He added that 4-bit terabyte-SSD products will now rapidly spread throughout the entire market. Stack enough of those together, and you can get a lot of storage in the standard 2.5-inch SSD form factor at lower costs.
The new 4-bit technology is based on Samsung's 1Tb V-NAND. At the time, it ensured consumers that the new memory solutions would allow for the creation of solid state drives (SSDs) with significantly increased capacity.
Storing more bits per cell in QLC drives inevitably means lower performance and endurance when compared to TLC, but Samsung claims it has managed to maintain the performance level of existing TLC drives.
A major impediment to making 4-bit NAND a reality has been the substantial performance hit due to lower charge levels.
The company revealed today that it has begun mass production on a new 4-bit quad-level-cell SSD that boasts 4TB of storage.

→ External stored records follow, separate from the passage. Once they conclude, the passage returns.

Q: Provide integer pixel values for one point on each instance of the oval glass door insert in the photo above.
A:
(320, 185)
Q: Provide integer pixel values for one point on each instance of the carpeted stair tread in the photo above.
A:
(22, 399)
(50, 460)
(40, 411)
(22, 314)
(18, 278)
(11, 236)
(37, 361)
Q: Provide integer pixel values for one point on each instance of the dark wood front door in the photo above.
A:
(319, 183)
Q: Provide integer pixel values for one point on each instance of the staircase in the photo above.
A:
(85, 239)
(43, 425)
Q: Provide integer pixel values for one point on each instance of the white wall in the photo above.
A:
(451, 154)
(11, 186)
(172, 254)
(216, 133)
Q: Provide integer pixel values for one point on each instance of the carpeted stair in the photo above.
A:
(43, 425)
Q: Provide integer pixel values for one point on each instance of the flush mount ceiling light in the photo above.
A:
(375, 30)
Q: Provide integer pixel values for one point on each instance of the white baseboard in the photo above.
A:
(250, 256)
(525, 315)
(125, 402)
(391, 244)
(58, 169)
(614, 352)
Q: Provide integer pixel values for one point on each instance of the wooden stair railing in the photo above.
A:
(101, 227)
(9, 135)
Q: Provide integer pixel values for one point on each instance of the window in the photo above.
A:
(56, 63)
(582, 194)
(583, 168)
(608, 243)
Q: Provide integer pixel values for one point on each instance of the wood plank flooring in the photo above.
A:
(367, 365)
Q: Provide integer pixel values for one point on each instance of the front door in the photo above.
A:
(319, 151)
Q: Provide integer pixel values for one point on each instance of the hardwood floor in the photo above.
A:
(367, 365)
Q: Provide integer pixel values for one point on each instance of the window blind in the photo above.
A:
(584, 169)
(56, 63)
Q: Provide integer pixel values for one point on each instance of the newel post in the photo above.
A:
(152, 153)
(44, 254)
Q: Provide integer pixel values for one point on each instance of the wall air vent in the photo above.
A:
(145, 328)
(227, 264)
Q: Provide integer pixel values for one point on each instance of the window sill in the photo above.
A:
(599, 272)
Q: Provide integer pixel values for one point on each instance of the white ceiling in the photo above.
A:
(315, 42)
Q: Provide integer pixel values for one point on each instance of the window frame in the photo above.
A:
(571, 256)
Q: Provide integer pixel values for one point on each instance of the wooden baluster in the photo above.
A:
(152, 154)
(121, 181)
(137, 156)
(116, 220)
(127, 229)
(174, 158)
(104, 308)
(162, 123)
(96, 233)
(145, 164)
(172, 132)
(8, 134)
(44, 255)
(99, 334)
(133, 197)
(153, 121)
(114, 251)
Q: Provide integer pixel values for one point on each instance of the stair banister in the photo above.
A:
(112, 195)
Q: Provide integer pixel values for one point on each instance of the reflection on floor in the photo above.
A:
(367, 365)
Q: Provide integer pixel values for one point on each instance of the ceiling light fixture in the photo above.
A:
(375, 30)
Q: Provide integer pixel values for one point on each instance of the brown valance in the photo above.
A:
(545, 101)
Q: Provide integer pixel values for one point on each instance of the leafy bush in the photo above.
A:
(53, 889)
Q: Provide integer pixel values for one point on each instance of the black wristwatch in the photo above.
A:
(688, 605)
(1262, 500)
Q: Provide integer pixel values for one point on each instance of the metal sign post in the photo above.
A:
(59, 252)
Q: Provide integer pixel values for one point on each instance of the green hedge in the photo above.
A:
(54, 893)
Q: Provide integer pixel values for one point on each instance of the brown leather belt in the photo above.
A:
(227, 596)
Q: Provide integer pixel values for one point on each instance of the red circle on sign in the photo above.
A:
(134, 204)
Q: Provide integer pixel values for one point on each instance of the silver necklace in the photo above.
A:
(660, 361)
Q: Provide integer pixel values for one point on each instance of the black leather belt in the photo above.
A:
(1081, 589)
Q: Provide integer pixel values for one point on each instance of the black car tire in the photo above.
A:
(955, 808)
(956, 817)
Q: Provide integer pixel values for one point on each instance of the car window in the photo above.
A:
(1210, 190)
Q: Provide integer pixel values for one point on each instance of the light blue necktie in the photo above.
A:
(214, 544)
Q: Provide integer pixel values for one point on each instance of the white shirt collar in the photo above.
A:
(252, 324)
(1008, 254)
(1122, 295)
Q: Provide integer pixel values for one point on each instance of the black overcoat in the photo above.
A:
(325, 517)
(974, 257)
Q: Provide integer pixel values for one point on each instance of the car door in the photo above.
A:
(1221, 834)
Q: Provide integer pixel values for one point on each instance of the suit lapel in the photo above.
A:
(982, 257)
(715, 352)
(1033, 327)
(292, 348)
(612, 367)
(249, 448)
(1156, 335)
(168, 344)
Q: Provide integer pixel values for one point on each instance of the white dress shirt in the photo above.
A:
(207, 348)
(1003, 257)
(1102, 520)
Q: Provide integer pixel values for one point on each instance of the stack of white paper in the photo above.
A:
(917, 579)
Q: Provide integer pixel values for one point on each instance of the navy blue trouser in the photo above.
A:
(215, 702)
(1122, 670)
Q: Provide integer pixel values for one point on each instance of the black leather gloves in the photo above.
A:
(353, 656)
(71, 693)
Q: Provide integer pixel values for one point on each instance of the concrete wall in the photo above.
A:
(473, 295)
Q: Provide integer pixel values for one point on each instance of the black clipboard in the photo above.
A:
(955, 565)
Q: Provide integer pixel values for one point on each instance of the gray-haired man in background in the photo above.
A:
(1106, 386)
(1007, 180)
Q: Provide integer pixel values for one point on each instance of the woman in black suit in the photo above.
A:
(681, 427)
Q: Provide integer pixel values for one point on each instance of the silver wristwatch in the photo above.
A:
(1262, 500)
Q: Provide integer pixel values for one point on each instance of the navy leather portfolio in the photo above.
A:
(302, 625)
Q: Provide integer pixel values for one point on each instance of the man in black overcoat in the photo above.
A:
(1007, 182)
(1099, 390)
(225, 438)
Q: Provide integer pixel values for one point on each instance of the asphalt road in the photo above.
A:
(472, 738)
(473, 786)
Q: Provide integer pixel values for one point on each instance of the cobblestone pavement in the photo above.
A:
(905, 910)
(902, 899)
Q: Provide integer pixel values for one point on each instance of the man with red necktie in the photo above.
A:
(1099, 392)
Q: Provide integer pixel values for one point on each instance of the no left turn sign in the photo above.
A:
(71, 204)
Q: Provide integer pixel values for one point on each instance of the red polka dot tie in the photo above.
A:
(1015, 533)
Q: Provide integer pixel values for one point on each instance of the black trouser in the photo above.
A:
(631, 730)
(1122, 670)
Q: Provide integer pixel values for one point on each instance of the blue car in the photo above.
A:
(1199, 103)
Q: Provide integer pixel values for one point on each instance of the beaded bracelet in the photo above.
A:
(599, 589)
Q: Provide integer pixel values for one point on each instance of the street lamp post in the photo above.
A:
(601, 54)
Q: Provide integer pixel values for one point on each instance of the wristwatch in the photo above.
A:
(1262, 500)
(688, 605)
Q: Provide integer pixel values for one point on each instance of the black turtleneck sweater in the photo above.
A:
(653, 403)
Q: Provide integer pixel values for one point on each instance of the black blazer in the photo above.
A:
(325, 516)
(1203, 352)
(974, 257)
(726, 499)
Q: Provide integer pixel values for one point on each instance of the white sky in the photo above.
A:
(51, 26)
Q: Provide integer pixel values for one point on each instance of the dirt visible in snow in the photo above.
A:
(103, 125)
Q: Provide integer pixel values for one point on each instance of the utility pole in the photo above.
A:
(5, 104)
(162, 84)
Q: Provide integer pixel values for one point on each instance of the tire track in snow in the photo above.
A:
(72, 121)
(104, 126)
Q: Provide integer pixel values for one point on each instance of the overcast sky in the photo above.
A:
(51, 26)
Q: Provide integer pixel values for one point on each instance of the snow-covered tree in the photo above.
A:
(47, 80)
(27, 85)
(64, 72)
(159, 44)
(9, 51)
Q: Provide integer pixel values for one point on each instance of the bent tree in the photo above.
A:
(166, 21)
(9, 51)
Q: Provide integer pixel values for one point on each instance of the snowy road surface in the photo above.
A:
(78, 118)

4-bit QLC has been a tricky thing to figure out, because while the potential for higher capacity is there, write speeds tend to suffer in the jump from three bits to four.
Consumers will have the option of picking up the new Samsung SSDs in 1, 2, and 4TB capacities.
The company also expects to provide M.2 NVMe SSDs for enterprises and start mass production of 4-bit 5th-generation V-NAND.
Interestingly, Samsung said it will use the same chip to "efficiently" produce a 128GB memory card for smartphones. At least there's plenty of competition in the QLC space, so hopefully we'll be pleasantly surprised by the price.